OperationFLOPs (D=2048)Relative cost
L2 norm computation~2K
Attention (T=128)~4M2000×
Full block (QKV+attn+MLP)~34M17,000×

The check reads buf.main (FP32, already in L2 cache from the block that just wrote it) and computes a single scalar. It's essentially free.

Implementation

The kernel f32_l2_norm computes √(Σ x²) over the D-dimensional residual vector. One thread-block reduction, ~2 μs on H100.

Measured Results

On H100 / 2B INT4 model:

ThresholdBehaviorIter triggeredNorm value
10.0Aborts earlyiter 030.7
50.0Catches divergenceiter 262.4
1000.0Normal generationmax 45.2
100000.0Never triggers

Usage

CLI

tinyloop model.tinyloop generate \
--prompt "Hello" --loops 8 \
--safety-check --safety-threshold 50.0

Python

tokens = model.generate(
prompt, loops=8,
safety_check=True,
safety_norm_threshold=50.0
)

Server (native endpoint)

{
"prompt": "Hello world",
"loops": 8,
"safety_check": true,
"safety_norm_threshold": 50.0
}

Why This Is Architecture-Exclusive

In a standard transformer, layer 1's hidden state lives in a different representational space than layer 24's. A norm threshold that works for layer 1 would be meaningless for layer 24. In a looped transformer, every iteration operates in the same space with the same weights, so a single threshold applies uniformly.

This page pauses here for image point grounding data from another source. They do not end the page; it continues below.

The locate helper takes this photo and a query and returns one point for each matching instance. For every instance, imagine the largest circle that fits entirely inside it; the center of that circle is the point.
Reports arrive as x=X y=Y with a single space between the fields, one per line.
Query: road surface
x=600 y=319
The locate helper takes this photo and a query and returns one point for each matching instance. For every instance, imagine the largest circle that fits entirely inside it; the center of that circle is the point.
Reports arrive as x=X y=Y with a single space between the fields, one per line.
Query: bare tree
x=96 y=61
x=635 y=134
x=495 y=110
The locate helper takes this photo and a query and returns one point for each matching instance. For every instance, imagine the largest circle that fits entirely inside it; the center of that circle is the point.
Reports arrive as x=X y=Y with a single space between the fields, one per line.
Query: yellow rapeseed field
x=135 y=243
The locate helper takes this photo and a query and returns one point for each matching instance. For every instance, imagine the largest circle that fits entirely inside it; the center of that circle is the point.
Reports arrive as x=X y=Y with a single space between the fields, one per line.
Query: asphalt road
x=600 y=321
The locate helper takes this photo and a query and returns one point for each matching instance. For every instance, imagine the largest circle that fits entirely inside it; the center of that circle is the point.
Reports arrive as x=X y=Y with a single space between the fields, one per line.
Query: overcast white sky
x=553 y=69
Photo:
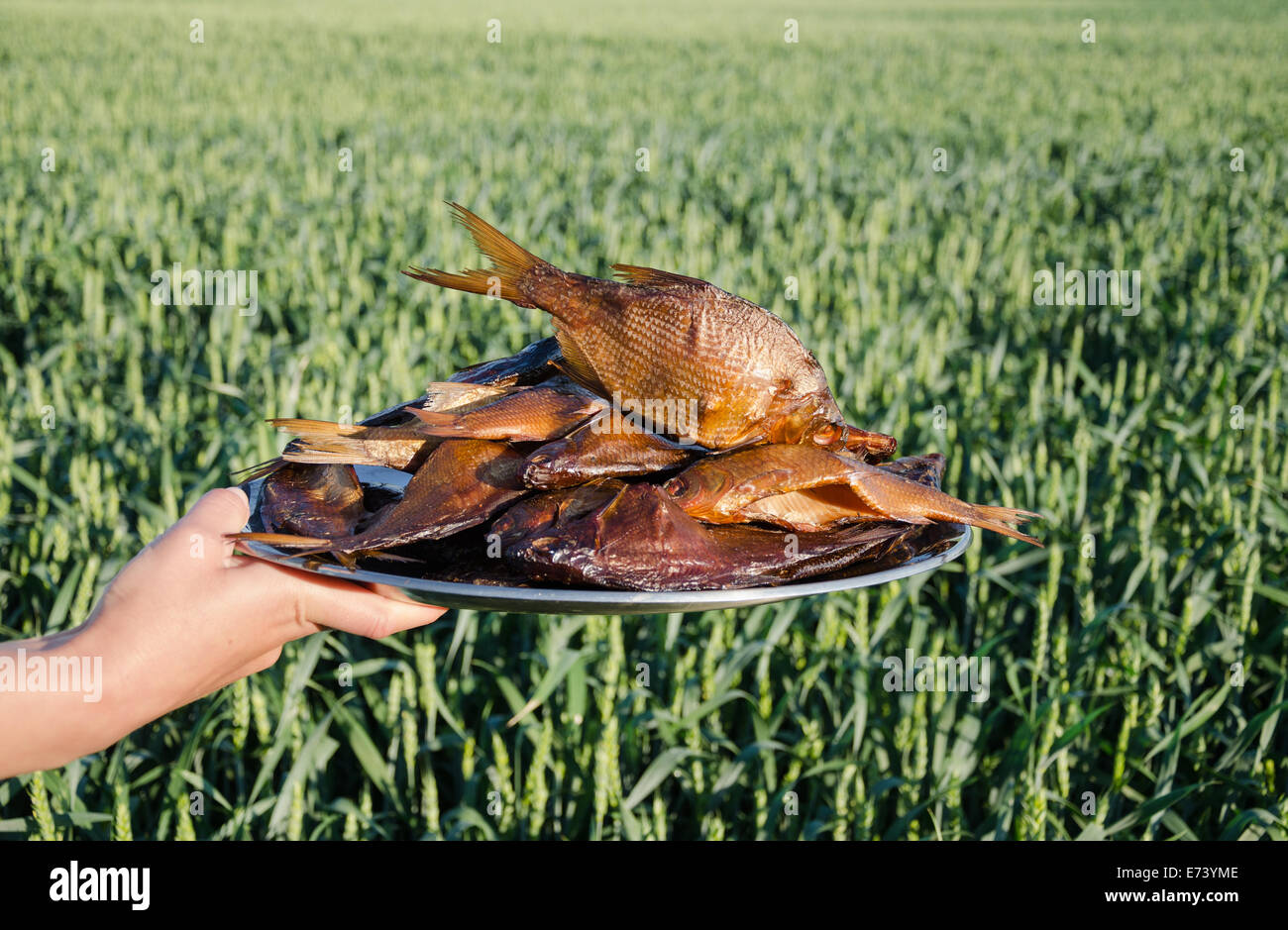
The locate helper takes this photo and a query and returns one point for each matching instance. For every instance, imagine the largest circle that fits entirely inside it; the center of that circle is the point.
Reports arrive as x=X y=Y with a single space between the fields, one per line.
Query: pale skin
x=183 y=618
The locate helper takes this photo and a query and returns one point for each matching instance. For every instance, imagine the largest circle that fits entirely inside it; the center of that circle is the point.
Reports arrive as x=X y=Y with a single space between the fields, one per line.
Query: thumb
x=316 y=602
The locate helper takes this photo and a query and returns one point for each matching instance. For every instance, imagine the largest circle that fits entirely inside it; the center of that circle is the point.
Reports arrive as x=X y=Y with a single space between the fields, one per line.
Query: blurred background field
x=1137 y=661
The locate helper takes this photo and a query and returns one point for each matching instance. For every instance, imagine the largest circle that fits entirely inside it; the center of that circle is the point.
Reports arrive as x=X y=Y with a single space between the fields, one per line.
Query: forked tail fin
x=1005 y=521
x=510 y=262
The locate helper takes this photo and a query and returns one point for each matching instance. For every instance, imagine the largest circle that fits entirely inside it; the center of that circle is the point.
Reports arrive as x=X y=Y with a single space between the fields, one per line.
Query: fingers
x=313 y=602
x=223 y=510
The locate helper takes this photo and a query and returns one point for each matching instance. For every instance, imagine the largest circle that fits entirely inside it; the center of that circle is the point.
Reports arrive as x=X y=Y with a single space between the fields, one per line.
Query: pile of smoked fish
x=670 y=436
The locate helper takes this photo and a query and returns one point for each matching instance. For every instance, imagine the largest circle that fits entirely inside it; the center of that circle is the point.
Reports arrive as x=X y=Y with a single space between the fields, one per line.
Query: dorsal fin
x=655 y=277
x=576 y=364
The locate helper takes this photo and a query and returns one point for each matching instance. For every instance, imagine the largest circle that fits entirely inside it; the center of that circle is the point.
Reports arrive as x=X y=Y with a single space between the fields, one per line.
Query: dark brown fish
x=536 y=414
x=532 y=364
x=539 y=513
x=595 y=451
x=312 y=500
x=809 y=488
x=666 y=338
x=640 y=540
x=462 y=484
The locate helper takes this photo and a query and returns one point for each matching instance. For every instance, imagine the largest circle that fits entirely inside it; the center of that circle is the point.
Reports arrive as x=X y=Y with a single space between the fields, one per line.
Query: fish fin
x=656 y=277
x=510 y=262
x=1005 y=521
x=460 y=395
x=282 y=540
x=338 y=453
x=261 y=470
x=437 y=423
x=575 y=362
x=297 y=427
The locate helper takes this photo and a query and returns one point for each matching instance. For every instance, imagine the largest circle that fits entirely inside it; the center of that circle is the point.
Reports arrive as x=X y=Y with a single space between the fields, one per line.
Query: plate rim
x=533 y=599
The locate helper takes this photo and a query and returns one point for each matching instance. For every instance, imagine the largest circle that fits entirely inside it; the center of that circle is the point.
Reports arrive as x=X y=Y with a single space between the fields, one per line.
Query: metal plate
x=567 y=600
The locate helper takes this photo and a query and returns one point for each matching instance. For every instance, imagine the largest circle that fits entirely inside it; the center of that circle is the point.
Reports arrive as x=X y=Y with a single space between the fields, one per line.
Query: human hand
x=183 y=618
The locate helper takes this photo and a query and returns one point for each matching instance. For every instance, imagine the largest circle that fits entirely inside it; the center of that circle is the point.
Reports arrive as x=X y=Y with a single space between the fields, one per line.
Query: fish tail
x=322 y=428
x=510 y=262
x=901 y=498
x=331 y=453
x=1004 y=521
x=282 y=540
x=259 y=470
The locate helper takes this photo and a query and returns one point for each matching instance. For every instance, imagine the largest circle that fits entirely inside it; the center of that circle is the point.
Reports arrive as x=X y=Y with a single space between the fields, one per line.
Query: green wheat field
x=1137 y=661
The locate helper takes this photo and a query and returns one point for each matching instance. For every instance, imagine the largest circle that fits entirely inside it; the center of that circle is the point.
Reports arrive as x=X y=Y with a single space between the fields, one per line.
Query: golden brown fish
x=321 y=441
x=807 y=488
x=536 y=414
x=595 y=451
x=462 y=483
x=668 y=338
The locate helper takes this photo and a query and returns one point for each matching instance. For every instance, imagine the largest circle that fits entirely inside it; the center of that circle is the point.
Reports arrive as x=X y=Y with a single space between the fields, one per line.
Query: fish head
x=699 y=488
x=819 y=425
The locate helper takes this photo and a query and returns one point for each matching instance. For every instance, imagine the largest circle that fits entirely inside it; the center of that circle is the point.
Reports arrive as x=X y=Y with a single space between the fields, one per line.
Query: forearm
x=55 y=701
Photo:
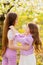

Integration with Other Safety Features

FeatureScopeCostWhen it fires
Per-iteration norm checkPer token, per iteration0.05% of blockHidden state divergence
β monitoringPer generation call~0%Draft/verify agreement drops
Token-stable early exitPer token1 logit peekOutput stabilizes early
Constrained decodingPer tokenGrammar NFA stepInvalid output

The norm check is the earliest and cheapest safety gate — it fires before the model even produces a logit.